Maintenance and adjustment of the polarity axis by pseudopods in the front.
a. angles between three pseudopods; a perfect inverse relationship implies that P1 and P3 are extended in a similar direction, irrespective of the direction of P2. The data were analyzed by linear and polynomial regression analysis, yielding y = -1.0027x, RSS = 4.07*105 and AICc1 = 4841 for linear regression with one parameter and y = 1.64*10−5*x3–1.0027x, RSS = 3.91*105 and AICc2 = 4832 for the polynomial fit with two parameters. The polynomial fit explains the data significantly better than the linear fit (P = 0.01). The quantity exp((AICc1 − AICc2)/2) = 90 indicates that the model with two parameters is 90 times as probable as the model with one parameter. The green area indicate the difference between the linear and polynomial fit, which reveals that P3 is not extended precisely in the direction of P1 if P2 is extended at a very large angle relative to P1; this difference (y = 1.64*10−5*x3) is indicated in panel c. Localization of active Rap1-GTP in a cell that extends a new pseudopod from the front at a large angle of 130 degrees to the left. The fluorescence intensity at the boundary is shown in panel d, showing that the midpoint of Rap1 activation changes by 22 degrees to the left. Panel e shows the change of midpoint of Rap activation as function of the change of pseudopod direction for 12 pseudopods as determined in panels c, d. the data points are mirror imaged; the red line shows the optimal polynomial fit with y = 0.89*10−5*x3. The results reveal that Rap1 is activated in the front half of the cell, and that this localization changes hardly thereby maintaining the direction of the polarity axis.
Fig 9.
Schematic and properties of short-term memory of position and long-term memory of polarity axis.

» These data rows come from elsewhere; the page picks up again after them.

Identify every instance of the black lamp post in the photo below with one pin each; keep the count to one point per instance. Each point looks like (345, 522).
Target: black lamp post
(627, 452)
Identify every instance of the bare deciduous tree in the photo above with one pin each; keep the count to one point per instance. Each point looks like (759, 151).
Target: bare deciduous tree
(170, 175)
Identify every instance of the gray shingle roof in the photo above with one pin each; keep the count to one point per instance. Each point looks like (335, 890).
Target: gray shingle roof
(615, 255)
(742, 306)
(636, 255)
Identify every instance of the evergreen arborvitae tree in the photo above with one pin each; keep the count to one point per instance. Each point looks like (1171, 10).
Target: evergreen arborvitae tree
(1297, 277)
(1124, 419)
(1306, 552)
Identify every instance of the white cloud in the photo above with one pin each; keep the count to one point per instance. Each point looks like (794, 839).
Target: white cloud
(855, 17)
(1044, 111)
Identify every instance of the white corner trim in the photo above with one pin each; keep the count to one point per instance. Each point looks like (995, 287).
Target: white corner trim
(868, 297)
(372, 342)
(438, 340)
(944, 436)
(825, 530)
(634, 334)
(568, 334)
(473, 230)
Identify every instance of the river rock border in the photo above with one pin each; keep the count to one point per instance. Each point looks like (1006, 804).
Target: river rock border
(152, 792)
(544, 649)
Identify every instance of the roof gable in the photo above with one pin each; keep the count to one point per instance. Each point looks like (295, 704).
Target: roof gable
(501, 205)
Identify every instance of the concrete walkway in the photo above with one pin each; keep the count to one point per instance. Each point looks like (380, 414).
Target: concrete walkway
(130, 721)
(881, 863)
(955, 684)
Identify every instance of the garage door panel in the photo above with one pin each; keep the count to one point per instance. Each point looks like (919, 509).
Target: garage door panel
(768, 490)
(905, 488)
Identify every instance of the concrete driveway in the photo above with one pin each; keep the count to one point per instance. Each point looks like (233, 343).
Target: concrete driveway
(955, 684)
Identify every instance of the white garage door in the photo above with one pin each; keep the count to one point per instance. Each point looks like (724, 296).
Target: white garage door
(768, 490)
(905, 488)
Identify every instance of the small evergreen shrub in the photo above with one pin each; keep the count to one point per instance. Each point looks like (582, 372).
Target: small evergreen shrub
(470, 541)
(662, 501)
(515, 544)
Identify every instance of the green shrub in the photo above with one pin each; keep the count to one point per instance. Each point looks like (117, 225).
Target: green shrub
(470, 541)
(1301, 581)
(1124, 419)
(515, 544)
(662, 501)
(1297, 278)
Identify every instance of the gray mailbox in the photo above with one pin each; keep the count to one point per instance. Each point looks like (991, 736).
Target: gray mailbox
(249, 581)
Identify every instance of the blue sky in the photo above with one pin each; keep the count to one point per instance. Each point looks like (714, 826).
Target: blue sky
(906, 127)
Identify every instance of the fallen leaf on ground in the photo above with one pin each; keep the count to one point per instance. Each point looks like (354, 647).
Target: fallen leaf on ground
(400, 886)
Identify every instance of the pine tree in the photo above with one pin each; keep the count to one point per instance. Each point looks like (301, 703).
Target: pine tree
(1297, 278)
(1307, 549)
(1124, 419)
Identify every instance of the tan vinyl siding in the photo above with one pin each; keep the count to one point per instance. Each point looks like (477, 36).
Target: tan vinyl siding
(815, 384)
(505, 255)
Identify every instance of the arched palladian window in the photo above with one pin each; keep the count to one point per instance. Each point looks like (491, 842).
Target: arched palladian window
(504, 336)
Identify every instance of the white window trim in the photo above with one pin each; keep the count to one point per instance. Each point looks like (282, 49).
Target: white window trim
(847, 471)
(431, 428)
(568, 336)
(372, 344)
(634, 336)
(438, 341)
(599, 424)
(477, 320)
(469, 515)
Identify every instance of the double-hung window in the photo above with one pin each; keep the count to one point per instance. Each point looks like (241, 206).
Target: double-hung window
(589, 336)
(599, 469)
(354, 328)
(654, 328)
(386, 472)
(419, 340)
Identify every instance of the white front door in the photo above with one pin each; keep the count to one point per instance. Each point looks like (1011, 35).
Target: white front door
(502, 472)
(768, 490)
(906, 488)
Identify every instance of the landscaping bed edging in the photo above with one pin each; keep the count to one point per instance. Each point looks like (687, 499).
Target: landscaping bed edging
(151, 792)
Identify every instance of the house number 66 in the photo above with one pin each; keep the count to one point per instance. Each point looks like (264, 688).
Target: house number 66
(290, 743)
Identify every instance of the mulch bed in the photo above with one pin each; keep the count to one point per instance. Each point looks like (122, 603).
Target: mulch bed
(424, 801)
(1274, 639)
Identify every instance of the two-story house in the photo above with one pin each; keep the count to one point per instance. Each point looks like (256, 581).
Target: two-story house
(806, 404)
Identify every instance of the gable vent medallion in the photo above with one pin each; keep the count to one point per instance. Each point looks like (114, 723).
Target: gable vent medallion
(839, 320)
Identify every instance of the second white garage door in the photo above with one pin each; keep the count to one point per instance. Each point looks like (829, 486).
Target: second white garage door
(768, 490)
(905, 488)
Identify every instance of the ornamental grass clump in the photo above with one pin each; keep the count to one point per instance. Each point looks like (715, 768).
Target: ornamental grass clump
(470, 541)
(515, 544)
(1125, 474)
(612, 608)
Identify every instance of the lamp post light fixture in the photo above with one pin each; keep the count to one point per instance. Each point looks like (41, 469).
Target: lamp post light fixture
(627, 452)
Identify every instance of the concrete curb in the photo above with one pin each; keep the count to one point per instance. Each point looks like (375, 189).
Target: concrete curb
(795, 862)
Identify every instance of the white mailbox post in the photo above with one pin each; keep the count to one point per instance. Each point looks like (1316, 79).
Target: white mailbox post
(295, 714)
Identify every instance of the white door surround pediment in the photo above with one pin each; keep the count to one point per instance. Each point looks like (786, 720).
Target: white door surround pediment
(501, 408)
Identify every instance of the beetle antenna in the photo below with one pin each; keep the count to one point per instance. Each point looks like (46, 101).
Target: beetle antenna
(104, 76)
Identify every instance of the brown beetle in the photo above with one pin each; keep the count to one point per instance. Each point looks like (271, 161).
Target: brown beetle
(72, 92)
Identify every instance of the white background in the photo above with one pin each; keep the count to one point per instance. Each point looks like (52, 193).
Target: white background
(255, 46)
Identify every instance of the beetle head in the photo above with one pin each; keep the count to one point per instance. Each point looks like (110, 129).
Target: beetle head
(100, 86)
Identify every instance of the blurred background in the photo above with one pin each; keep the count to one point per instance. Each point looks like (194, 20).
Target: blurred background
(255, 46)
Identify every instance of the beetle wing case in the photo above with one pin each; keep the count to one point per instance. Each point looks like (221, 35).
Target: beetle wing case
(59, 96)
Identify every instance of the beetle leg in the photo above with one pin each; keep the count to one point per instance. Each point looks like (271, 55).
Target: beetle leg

The extending pseudopod provides signals to two memory systems. Left part: at the position of the extending pseudopod SCAR becomes modified, which enhances the probability to start the next-next pseudopod at that local position. Right part: the extending pseudopod enhances guanylyl cyclase activity generating fast diffusing cGMP in the entire cell, which binds to GbpC and induces myosin filaments in the entire cell. The extending pseudopod also induces Rap1 activation that inhibits myosin filaments in the front of the cell. Since cGMP-binding to and dissociation from GbpC is slow, GbpC integrates information from ~10 successive pseudopods thereby generating a long-term memory of cell polarity. The Table summarizes the properties of memory of position and memory of polarity.